In theory, Russian drug laws already worked much like many laws in the 
West, delineating drug crimes by degree. Suspects were charged according to 
the amounts of drugs they were accused of possessing, with progressively 
stiffer penalties for larger quantities.

In practice, however, it had been almost impossible for a suspect to be 
classified as a small-time user.

To determine charges, the police and courts used a table of weights to 
classify charges, and critics said weights were set absurdly low. For 
example, a "large" amount of heroin, punishable with imprisonment, was 
five-thousandths of a gram. "We are talking about dust," Dr. Zykov said.

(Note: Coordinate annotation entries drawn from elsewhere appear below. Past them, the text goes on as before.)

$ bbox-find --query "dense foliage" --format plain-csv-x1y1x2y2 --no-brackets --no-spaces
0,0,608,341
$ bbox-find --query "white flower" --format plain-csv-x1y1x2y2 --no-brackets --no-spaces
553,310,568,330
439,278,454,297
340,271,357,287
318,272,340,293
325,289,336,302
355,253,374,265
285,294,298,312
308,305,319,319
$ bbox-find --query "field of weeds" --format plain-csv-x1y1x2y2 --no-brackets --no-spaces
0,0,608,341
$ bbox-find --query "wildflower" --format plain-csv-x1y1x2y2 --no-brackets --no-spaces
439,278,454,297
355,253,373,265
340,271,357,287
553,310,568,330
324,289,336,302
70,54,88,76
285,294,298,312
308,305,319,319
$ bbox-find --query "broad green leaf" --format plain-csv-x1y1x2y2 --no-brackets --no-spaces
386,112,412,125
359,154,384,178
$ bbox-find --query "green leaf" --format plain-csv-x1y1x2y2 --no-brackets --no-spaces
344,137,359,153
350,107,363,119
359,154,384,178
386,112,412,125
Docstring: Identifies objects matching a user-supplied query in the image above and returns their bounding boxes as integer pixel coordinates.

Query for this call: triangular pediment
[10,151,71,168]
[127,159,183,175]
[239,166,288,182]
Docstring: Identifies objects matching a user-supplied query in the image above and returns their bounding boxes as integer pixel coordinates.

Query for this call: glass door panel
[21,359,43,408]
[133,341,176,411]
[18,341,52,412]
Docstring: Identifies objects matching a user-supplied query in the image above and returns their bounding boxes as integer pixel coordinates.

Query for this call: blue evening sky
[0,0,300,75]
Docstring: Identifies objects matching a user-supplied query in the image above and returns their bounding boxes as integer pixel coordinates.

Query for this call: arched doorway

Such policies seemed at odds with the spirit of the law. "The will of the 
legislators was distorted," said Lev Levinson, head of New Drug Policy, a 
nongovernmental organization. Last year Mr. Putin signed a law amending 
drug-possession charges, allowing possession of up to 10 doses before 
risking imprisonment. This spring a special commission compiled a table of 
weights defining 10 doses of heroin as a gram. The threshold for cocaine is 
a gram and a half. For marijuana, it is 20 grams - more than half an ounce.

The table took effect last month by resolution from Prime Minister Mikhail 
Y. Fradkov, to the praise of organizations sometimes critical of Russian 
practices. "It brings the criminal regulations in the country closer to 
those accepted by the world community," said Alexander Petrov of Human 
Rights Watch.

Still, the new practice has divided elements of the government. Last year 
Aleksandr Mikhailov, deputy head of the federal antidrug agency, called 
drugs "weapons of mass destruction." When Prime Minister Fradkov released 
the new standards, Mr. Mikhailov railed against them.

Drug use here is generally considered less common than in the West. 
Alcoholism remains the dominant addiction. But drug use has sharply 
increased since the collapse of the Soviet Union, the authorities say, and 
the spread of heroin injection, with its contribution to a surge in H.I.V. 
cases, is particularly worrisome.

The problem seems unlikely to wane. Mr. Putin noted this week that heroin 
trafficking into Russia from Afghanistan had increased since the defeat of 
the Taliban in 2001.

With heroin having become a permanent part of Russian life, advocates 
expressed hope that the new law might allow for the release of many 
small-time drug users now in prison, reducing the risks of exposure to 
H.I.V. and tuberculosis, which are often contracted in jails. By one 
survey, as many as 65,000 people were imprisoned under the old law, Dr. 
Zykov and Mr. Levinson said.

Aid workers also say the law may help reduce the corruption they say 
surrounds arrests of the indigent and the young, Mr. Loginov, who insists 
he was framed by police officers who planted heroin in his clothes and 
apartment, said the new table would make it more difficult to rig cases. 
"With these new amounts, this won't happen anymore," he said.